[soci-users] unsupported BLOB vector support @ ODBC

Discussion:

h***@code-styling.de

2013-06-25 15:58:54 UTC

Beside the implementation of MSSQL unicode support over std::string I stumbled
over the unsupported BLOB capabilities of SOCI in terms of ODBC.
We would use SOCI as replacement ina 3.2M codelines middleware project but we
have to check carefully all capabilities upfront.
SOCI is still within the scope (beside other libraries) but after solving partly
MS unicode things we have to deal with blobs too.
It's not possible to fetch them over ODBC by vectors, any other way is not
suiteable because of performance.

So I did some tests to provide BLOB reading/writing using vectors and it seems,
that it can be handled same straight forward than currently done with
std::wstring (but with special handling to buffer lazy allocation after knowing
the real size per BLOB).
In the MSSQL world I can handle the BLOB field with SQL_C_BINARY but I'm afraid,
this is only half the story.
I would prefere some more input in terms of BLOB utilization at other systems
using ODBC prior to define it fix for a 2nd additional base type: x_binary
(beside the existing x_blob) with a more straight forward class wrapping an
unsigned char vector as content holder.

I haven't looked yet though the other backends (beside ODBC) but I think, it
could be handled there more or less similar at the end.

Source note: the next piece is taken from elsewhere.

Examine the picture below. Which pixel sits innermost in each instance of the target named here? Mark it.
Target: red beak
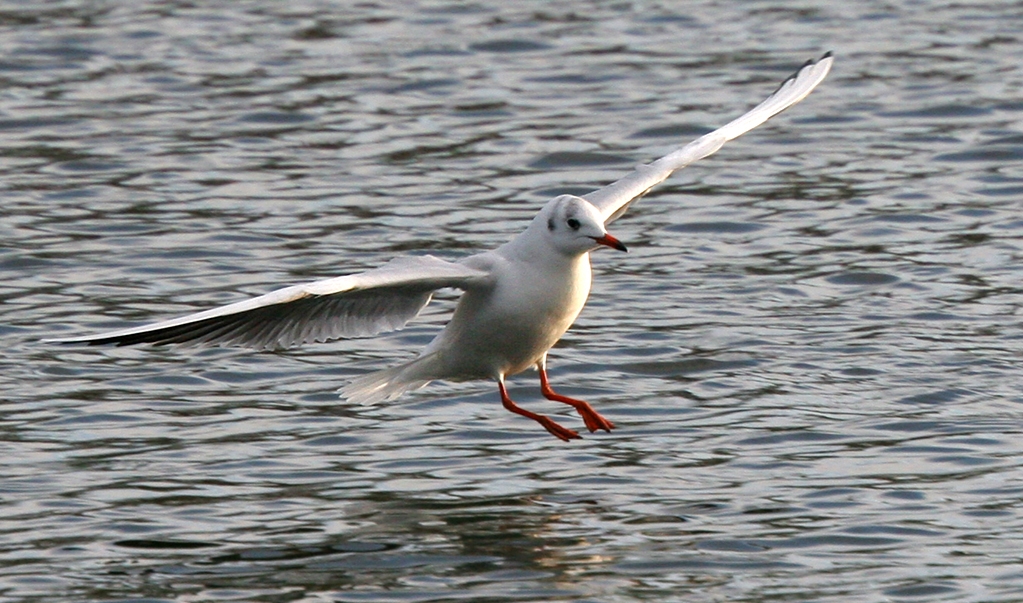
(611, 242)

I appreciate any input for BLOB handling to avoid getting a small tunnel view
:-)

regards

Heiko

h***@code-styling.de

2013-06-26 13:32:39 UTC

Permalink

Currently I have found a possible solution for ODCB layer.
But it has a limitation while bulk fetching blob data. Any known C++ bulk blob
select I have seen so far works only with fix sizes of blobs.
Thats the only way to bind it into vectors successfully.

example APP code from my local working version:

records = 0;
int rows_per_fetch = 50;

vector<int> primary(rows_per_fetch);
vector<int> sequence(rows_per_fetch);
vector<string> name(rows_per_fetch);
vector<binarydata> content(rows_per_fetch, 32000); //32000 bytes per blob =
1.52 MB in total for blob buffer

vector<indicator> ind(rows_per_fetch);

statement st2 = (sql.prepare << "select rc_sequence_id, sequence, name,
content from rc_sequence order by rc_sequence_id, sequence DESC",
into(primary),
into(sequence),
into(name,ind),
into(content)
);
st2.execute();
while (st2.fetch())
{
//because last roundtrip may have shrinked the vector(s)
for (size_t i=0; i<primary.size(); i++)
{
std::string txt(content[i].begin(), content[i].end());
printf("%d|%d|%s\n", primary[i], sequence[i], name[i].c_str());
printf("--------------------------------------------\n");
printf("%s\n", txt.c_str());
printf("--------------------------------------------\n");
}
records += primary.size();
}

The new used class soci::binarydata inherits public from std::vector<unsigned
char> an can be used like an ordinary vector of bytes.
It also permits the definition of fix sized blobs by utilize the resize (fill)
constructor. Internally the buffer will be defined using the vector items sizes.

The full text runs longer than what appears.